Soll ich so falsch gelegen haben? Bin ich auf eine Frau reingefallen, die Kontakt zur Hölle hatte?
Er wusste es nicht.
Dann fiel ihm eine wichtige Frage ein. »Was habt ihr mit Bettina jetzt vor?«
»Rate mal.«
»Sag es mir.«
Wolframs Augen bekamen plötzlich einen leicht irren Glanz, als er fragte: »Was macht man denn wohl mit Heiligen, die der Hölle zugetan sind?« Er kicherte. »Soll ich es dir sagen? Ja, das werde ich. Man vernichtet sie.«
Godwin schwieg. Er war nicht überrascht, so etwas zu hören. Er wusste, dass es Frauen gab, die gejagt wurden. Viele sahen sie als Hexen an oder böse Weibsleute. Sie wurden gefürchtet und meist in Ruhe gelassen.

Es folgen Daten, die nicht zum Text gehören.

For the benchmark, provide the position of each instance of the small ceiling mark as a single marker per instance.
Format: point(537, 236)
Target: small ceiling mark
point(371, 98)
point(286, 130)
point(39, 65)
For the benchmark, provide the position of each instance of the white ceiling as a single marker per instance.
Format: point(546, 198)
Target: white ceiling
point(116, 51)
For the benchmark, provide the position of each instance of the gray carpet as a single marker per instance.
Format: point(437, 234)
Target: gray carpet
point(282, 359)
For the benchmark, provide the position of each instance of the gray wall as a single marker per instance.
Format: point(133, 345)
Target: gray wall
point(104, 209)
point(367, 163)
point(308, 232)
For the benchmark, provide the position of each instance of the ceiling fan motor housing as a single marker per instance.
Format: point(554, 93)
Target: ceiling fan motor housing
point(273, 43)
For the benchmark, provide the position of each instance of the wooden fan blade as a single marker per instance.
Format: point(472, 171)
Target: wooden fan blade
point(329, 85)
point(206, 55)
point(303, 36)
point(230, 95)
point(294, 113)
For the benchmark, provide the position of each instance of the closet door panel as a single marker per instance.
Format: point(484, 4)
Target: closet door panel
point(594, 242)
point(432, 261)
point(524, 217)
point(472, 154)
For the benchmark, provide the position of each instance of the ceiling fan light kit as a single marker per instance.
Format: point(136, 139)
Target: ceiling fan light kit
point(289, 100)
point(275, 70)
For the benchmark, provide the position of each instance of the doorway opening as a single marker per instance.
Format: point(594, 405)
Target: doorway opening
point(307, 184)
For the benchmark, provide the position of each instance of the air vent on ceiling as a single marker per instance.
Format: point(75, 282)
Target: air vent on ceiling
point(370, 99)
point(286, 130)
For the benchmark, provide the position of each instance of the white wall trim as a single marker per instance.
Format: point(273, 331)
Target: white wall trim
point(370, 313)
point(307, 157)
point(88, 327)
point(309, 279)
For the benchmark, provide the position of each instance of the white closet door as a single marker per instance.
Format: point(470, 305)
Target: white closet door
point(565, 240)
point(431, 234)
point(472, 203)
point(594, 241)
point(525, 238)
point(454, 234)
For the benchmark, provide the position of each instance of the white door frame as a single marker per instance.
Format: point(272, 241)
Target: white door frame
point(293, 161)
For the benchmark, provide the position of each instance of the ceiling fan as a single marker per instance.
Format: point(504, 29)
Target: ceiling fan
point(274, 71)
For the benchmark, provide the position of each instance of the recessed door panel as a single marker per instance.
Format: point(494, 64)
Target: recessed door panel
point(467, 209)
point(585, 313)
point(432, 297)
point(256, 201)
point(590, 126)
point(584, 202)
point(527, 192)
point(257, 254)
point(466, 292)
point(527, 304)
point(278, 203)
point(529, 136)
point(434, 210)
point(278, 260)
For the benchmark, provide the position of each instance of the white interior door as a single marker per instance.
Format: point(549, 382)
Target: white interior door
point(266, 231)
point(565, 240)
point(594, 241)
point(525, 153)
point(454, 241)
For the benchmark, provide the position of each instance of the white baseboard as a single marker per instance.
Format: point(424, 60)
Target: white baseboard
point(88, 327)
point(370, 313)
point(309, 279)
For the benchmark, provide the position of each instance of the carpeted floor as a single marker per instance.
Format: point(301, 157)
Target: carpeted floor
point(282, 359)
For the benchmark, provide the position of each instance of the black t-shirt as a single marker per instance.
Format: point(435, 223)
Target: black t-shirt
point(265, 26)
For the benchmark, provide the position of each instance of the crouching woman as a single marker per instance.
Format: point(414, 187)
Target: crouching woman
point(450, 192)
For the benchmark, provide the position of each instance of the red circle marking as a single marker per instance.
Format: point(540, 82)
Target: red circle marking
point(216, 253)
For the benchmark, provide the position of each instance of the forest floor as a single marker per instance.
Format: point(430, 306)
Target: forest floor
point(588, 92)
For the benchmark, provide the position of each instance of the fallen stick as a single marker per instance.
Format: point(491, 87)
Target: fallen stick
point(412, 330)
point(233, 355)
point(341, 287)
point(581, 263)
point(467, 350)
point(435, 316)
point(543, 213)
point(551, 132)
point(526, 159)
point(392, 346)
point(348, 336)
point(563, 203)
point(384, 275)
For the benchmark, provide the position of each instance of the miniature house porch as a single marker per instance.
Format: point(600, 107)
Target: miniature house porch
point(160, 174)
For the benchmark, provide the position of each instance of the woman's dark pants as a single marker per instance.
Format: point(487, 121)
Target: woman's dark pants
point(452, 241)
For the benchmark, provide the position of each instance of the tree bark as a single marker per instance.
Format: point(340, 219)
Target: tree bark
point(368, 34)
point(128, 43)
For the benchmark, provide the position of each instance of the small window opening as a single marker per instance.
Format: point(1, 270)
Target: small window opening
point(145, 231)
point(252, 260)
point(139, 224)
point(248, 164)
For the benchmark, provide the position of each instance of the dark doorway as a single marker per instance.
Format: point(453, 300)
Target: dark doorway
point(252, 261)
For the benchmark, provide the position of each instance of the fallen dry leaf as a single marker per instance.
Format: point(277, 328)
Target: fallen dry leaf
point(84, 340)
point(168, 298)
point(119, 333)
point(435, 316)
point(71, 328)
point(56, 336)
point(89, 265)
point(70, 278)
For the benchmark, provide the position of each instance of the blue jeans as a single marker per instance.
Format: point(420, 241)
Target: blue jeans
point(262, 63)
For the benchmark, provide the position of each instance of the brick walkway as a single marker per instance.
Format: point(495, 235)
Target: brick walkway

Hatte Bettina tatsächlich den Tod verdient?
Er konnte es nicht glauben.
Wolfram ließ dem Templer Zeit, seine Gedanken zu ordnen. Zwischen ihnen war es still geworden. Deshalb drangen die Geräusche aus dem Hintergrund deutlicher an Godwins Ohren. Er hörte das Lachen der Männer, die den Wein aus großen Krügen tranken und dabei ihren Spaß hatten. Die Vorfreude auf den Tod der Frau war groß.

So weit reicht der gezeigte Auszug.